The initial fleet consisted of 21-seat Li-2 passenger aircraft (the Soviet-licensed DC-3) and 3-seat Po-2 "taxis", used for precision air mail: sacks of mail were dropped from the aircraft when flying over its destination. In 1950, Malév's operating base moved from Budaörs to the newly opened airport at Ferihegy, where it remained.

On 25 November 1954, Hungary acquired all the Soviet shares of MASZOVLET, and renamed the company MALÉV. Ilyushin Il-14 twin piston-engined transport aircraft were acquired in the late 1950s. Operations were expanded, with flights extending to nearby countries and, following the 1965 acquisition of Ilyushin Il-18 turbine propeller airliners, and the subsequent 1968 purchase of jet-powered Tupolev Tu-134s from the Soviet Union, across Europe and the Middle East. In the summer of 1974, the Tupolev-154 was brought into scheduled service.

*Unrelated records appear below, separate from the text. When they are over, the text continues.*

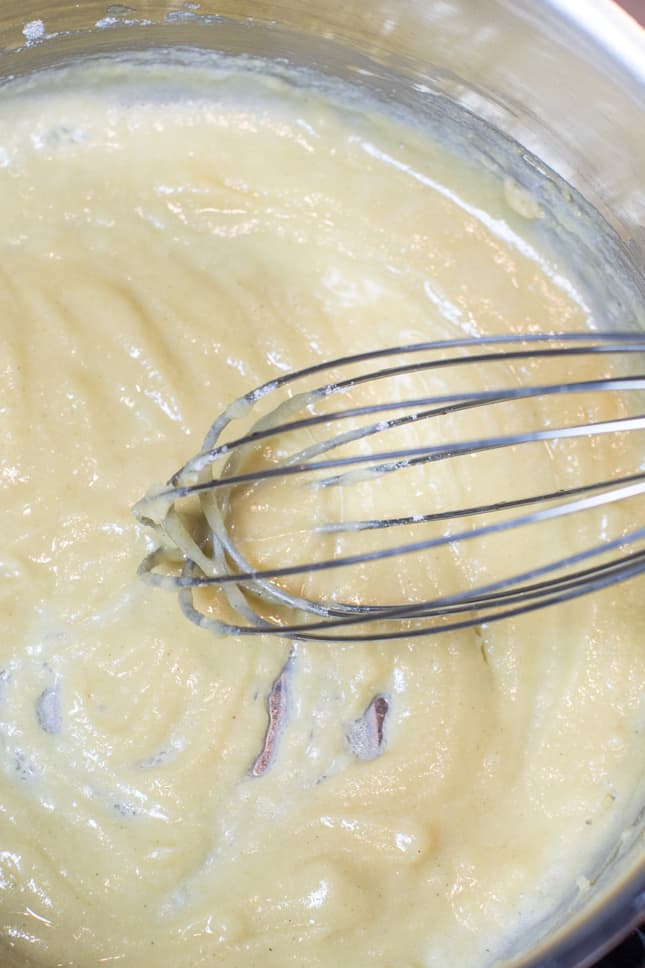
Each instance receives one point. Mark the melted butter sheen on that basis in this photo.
(168, 239)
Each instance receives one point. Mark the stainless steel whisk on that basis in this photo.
(294, 434)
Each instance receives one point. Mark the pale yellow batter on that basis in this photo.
(168, 239)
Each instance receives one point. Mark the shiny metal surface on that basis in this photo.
(564, 78)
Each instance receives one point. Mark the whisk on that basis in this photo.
(332, 451)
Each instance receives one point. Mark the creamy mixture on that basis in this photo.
(168, 239)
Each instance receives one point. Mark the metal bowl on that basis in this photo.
(560, 85)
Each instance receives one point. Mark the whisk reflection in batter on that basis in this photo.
(267, 531)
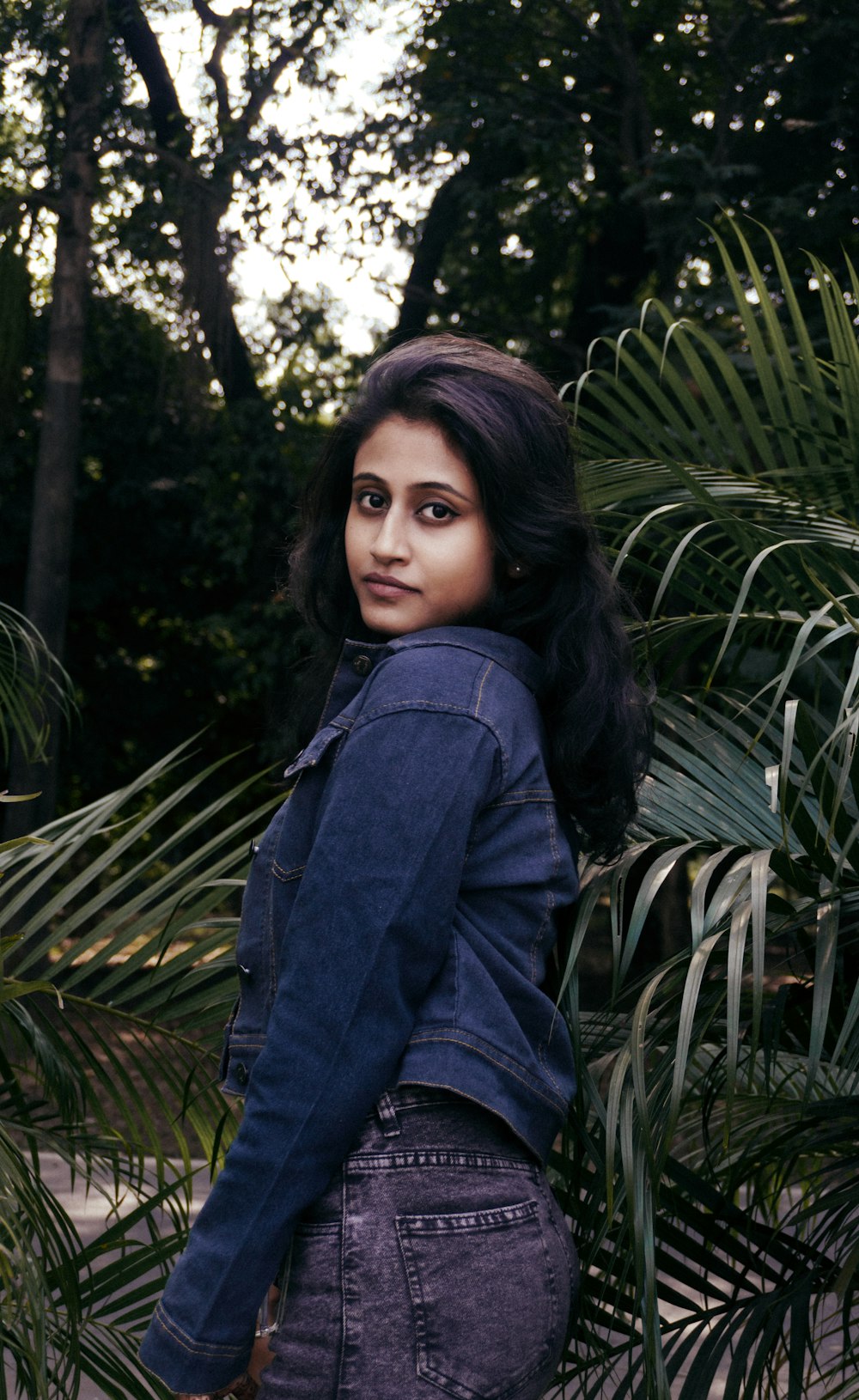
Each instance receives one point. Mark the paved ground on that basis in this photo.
(88, 1217)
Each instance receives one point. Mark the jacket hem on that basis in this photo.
(448, 1059)
(190, 1364)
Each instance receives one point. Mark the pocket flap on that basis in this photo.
(315, 749)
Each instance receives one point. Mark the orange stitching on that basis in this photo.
(477, 709)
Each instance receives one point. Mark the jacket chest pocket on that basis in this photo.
(279, 862)
(321, 744)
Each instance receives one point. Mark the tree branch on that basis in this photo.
(38, 199)
(168, 120)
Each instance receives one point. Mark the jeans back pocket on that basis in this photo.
(484, 1300)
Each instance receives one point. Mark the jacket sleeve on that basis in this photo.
(368, 933)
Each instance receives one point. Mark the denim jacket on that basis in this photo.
(395, 926)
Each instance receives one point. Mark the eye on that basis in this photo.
(437, 511)
(370, 500)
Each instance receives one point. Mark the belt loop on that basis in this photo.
(387, 1116)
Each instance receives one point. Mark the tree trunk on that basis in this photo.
(195, 209)
(49, 557)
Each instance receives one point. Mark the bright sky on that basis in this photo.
(363, 279)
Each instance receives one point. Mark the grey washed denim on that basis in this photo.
(436, 1263)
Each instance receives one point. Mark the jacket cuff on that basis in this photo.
(188, 1364)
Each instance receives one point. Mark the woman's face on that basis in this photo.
(417, 545)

Even before the political changes of 1989 and the arrival of democracy, Malév had begun phasing out its Soviet-era planes with the introduction of the airline's first Western-designed aircraft, a Boeing 737-200 on 18 November 1988. With that, Malév was the second airline in the then-communist COMECON countries of Central Europe to operate a Western-built aircraft. (TAROM – Romanian Airlines started operating the BAC 1-11 in 1968 and the Boeing 707 in 1974. LOT – Polish Airlines was the third with its Boeing 767-300 aircraft launched in April 1989).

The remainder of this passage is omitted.